The three of them sat with their feet up on the 18th Century black japanned coffee table, its invaluable finish stained by many previous beer rings. Shirley rushed back in with the beverages, then plopped right down next to Ajax, placing a hand on his leg. Ajax smiled... and got wood.

'Here it is, it's coming up,' Arianne exclaimed, pointing at the big television.

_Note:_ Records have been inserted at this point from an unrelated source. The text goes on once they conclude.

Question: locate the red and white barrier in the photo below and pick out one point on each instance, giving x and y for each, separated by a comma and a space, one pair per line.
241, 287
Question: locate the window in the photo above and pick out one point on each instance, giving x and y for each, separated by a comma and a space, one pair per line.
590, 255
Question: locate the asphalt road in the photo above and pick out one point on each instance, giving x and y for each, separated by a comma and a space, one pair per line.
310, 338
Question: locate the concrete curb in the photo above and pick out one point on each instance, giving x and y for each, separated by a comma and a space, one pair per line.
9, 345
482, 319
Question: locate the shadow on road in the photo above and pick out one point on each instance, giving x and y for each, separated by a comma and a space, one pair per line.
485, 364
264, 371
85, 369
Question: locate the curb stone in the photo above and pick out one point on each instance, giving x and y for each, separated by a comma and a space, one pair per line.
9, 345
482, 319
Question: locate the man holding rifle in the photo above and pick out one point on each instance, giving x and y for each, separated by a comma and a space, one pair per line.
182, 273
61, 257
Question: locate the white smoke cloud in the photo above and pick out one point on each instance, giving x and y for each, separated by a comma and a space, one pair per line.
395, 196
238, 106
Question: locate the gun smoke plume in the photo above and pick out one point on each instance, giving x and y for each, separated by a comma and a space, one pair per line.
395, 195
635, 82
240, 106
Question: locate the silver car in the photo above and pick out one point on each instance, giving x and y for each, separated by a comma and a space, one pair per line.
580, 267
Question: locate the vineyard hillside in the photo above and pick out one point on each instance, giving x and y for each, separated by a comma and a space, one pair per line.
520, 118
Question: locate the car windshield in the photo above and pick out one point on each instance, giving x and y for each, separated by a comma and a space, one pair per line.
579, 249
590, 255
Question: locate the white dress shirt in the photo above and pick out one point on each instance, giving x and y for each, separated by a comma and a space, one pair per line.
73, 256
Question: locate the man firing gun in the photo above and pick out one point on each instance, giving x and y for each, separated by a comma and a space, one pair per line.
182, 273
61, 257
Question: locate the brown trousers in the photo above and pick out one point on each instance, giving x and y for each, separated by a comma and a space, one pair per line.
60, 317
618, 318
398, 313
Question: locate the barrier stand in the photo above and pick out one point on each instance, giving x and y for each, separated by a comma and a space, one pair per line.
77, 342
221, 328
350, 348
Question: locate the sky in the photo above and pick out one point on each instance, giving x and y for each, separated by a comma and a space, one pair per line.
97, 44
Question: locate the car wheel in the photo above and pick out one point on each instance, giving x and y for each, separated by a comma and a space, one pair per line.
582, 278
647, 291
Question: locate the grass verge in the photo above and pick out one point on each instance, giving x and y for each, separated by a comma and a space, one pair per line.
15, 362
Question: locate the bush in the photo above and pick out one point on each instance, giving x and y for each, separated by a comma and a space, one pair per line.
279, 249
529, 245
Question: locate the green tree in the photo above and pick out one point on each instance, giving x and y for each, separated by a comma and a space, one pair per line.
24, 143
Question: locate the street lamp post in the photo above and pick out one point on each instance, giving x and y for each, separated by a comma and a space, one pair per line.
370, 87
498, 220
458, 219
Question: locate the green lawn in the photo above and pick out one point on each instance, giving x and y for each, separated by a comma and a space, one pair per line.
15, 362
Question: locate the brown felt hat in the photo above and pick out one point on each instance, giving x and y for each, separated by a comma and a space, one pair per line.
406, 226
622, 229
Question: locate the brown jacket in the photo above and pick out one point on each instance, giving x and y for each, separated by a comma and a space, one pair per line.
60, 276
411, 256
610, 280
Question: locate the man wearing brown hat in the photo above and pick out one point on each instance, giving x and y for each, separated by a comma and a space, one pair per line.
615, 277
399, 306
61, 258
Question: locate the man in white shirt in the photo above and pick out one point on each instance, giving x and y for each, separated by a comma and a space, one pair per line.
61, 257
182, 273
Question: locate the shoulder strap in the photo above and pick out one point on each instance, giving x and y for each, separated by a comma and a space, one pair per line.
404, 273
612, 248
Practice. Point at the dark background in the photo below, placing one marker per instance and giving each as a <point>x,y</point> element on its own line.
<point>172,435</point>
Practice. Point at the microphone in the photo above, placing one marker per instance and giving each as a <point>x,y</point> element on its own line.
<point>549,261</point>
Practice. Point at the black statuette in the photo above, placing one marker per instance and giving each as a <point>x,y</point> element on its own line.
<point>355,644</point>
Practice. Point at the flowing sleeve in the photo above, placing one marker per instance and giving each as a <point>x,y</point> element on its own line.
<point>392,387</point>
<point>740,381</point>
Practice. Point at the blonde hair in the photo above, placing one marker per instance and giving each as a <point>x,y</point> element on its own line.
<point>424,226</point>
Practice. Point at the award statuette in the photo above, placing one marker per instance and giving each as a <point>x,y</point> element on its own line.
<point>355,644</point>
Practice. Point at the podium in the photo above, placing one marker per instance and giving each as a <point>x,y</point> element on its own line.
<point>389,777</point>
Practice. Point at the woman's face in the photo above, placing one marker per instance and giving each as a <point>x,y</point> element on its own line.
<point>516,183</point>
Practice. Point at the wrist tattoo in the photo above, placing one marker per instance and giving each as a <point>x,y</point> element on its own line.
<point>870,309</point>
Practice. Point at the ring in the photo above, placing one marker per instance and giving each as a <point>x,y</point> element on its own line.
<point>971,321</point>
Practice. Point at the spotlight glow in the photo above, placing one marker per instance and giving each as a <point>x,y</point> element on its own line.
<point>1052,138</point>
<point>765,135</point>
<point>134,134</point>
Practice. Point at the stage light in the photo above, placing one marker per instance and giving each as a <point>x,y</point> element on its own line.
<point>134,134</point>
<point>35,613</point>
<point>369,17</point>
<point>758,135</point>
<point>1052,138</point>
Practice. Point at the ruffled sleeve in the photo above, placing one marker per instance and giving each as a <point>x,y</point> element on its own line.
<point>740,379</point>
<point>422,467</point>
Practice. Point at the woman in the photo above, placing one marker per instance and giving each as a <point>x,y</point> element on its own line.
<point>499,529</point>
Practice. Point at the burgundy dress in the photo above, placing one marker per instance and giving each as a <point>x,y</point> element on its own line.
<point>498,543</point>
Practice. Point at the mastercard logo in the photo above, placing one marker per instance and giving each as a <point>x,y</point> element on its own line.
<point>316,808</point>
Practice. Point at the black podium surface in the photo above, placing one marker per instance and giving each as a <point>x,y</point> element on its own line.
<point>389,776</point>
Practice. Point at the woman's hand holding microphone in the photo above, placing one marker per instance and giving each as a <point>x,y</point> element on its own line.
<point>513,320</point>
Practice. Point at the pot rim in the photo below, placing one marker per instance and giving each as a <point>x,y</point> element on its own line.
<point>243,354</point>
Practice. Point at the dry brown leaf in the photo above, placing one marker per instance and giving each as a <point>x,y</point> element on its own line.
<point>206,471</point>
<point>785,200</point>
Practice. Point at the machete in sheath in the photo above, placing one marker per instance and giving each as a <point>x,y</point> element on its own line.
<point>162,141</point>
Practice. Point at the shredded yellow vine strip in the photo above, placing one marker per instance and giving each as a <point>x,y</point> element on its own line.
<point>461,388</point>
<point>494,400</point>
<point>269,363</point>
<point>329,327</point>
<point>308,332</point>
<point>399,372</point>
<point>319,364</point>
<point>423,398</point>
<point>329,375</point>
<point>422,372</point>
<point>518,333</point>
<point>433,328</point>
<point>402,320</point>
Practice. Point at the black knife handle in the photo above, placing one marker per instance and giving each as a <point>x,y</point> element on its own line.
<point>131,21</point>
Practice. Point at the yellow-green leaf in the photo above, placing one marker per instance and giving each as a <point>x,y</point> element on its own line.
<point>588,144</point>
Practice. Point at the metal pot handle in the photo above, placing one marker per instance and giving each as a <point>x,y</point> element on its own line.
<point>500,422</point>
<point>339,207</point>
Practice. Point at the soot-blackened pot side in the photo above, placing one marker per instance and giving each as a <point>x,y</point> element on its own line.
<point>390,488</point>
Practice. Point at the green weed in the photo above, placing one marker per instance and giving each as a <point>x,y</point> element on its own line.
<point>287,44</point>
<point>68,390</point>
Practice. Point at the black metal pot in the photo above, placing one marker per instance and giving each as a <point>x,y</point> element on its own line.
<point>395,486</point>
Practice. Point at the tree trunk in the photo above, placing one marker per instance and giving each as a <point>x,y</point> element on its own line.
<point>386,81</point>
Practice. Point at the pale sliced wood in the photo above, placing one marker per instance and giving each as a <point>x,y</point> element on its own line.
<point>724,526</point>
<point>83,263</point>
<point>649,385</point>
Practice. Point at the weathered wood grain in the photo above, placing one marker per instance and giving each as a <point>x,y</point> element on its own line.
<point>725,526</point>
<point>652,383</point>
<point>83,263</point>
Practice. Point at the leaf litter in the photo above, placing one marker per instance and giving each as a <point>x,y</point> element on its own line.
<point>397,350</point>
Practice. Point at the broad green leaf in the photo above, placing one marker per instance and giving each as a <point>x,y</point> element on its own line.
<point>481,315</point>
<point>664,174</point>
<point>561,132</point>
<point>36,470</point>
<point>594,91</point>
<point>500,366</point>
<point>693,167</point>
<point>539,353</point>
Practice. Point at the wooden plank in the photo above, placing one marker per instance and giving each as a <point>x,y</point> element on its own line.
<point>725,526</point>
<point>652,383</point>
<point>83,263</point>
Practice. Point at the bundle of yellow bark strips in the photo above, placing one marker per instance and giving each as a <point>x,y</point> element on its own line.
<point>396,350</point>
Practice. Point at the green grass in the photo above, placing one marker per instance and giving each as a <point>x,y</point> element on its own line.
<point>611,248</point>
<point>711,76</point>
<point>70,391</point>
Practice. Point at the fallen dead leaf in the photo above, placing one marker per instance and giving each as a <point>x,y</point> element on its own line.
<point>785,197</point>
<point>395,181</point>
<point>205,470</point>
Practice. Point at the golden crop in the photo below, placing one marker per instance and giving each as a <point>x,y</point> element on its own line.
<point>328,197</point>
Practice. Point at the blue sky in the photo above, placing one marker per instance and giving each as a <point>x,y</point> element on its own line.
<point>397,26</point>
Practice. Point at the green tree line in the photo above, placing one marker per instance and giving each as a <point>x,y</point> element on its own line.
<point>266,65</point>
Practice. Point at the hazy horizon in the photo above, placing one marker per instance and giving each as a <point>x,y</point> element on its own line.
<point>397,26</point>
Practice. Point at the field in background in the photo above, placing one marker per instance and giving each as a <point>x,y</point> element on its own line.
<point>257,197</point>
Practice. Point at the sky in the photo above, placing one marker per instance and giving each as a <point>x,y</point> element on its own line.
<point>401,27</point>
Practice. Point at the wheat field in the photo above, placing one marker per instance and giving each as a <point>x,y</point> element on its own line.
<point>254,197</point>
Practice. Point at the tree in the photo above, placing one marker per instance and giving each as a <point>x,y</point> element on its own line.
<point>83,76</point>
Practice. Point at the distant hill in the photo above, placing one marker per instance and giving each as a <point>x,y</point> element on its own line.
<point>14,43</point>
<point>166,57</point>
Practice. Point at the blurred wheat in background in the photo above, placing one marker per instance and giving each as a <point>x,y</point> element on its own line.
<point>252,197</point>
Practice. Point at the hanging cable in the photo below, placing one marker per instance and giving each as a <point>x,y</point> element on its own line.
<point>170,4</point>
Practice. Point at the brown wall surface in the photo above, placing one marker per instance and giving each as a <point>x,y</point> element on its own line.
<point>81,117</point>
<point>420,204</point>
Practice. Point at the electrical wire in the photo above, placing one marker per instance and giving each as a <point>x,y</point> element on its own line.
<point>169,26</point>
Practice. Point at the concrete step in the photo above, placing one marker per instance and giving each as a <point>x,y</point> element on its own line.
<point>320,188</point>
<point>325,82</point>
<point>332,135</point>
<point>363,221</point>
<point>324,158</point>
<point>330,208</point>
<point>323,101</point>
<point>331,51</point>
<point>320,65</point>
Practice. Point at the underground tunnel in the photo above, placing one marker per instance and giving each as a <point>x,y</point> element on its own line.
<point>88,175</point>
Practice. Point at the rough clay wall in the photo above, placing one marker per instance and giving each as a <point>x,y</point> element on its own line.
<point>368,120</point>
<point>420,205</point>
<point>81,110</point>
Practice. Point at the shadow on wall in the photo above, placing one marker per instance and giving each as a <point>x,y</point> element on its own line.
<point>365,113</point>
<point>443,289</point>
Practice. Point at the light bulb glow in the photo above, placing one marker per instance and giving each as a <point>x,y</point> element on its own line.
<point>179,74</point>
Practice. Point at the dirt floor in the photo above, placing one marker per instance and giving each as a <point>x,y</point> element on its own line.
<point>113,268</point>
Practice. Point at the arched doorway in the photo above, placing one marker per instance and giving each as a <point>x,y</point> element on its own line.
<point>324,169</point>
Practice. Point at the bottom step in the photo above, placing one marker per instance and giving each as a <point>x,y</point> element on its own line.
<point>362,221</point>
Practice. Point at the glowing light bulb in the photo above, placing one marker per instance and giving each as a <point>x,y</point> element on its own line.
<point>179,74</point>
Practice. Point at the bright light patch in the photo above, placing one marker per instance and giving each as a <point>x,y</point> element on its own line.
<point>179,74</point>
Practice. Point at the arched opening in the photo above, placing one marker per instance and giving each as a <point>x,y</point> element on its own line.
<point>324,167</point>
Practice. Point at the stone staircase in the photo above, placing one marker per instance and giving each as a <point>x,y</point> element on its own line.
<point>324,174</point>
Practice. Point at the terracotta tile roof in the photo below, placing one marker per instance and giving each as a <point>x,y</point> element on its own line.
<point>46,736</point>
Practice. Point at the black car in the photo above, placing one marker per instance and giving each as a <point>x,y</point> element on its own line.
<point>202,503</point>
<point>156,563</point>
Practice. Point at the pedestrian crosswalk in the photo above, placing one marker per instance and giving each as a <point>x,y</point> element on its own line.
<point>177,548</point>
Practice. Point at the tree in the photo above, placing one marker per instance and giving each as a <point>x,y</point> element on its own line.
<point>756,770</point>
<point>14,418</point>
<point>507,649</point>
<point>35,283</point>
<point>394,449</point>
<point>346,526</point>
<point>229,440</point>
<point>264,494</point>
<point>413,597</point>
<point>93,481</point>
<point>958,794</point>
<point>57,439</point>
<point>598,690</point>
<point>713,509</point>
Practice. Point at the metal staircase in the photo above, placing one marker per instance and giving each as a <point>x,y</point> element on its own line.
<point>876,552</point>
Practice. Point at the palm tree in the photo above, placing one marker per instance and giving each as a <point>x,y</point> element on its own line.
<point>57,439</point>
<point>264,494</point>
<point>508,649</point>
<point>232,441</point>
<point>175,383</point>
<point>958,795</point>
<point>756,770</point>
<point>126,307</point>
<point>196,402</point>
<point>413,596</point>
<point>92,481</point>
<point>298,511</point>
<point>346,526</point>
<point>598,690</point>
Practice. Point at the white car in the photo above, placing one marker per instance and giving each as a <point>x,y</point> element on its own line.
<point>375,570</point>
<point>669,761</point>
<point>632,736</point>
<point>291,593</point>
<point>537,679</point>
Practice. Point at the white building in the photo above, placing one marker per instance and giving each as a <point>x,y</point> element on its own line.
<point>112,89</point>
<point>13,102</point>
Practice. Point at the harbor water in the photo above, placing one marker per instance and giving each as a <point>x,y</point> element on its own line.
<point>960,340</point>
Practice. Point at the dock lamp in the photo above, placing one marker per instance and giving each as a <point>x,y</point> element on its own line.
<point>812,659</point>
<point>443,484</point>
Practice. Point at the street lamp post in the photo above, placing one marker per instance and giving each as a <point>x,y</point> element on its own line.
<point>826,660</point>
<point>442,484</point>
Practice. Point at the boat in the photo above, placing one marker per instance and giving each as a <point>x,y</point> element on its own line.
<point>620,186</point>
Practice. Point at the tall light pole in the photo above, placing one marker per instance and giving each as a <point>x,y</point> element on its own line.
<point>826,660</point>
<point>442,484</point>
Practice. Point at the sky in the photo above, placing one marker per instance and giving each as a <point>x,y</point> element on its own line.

The familiar brunette in the same burgundy coatdress stood in front of the mine opening behind Stoddard's Mill, speaking stoically into a microphone: '... can now breathe a collective sigh of relief in the aftermath of the terrible slew of abductions and murders which have cursed the town for the last week. The most recent, and clearly the most horrific, tragedy—the abduction of the Rundstedt Twins—was foiled this morning by DeSmet native Dean Lohan, who braved the mine's deep depths and saved the twins... '

A video clip showed Dean emerging from the mine's portal, holding both of the Rundstedt Twins in his arms.

'You're a movie star!' Ajax shouted.

'He's always been my star,' Arianne added.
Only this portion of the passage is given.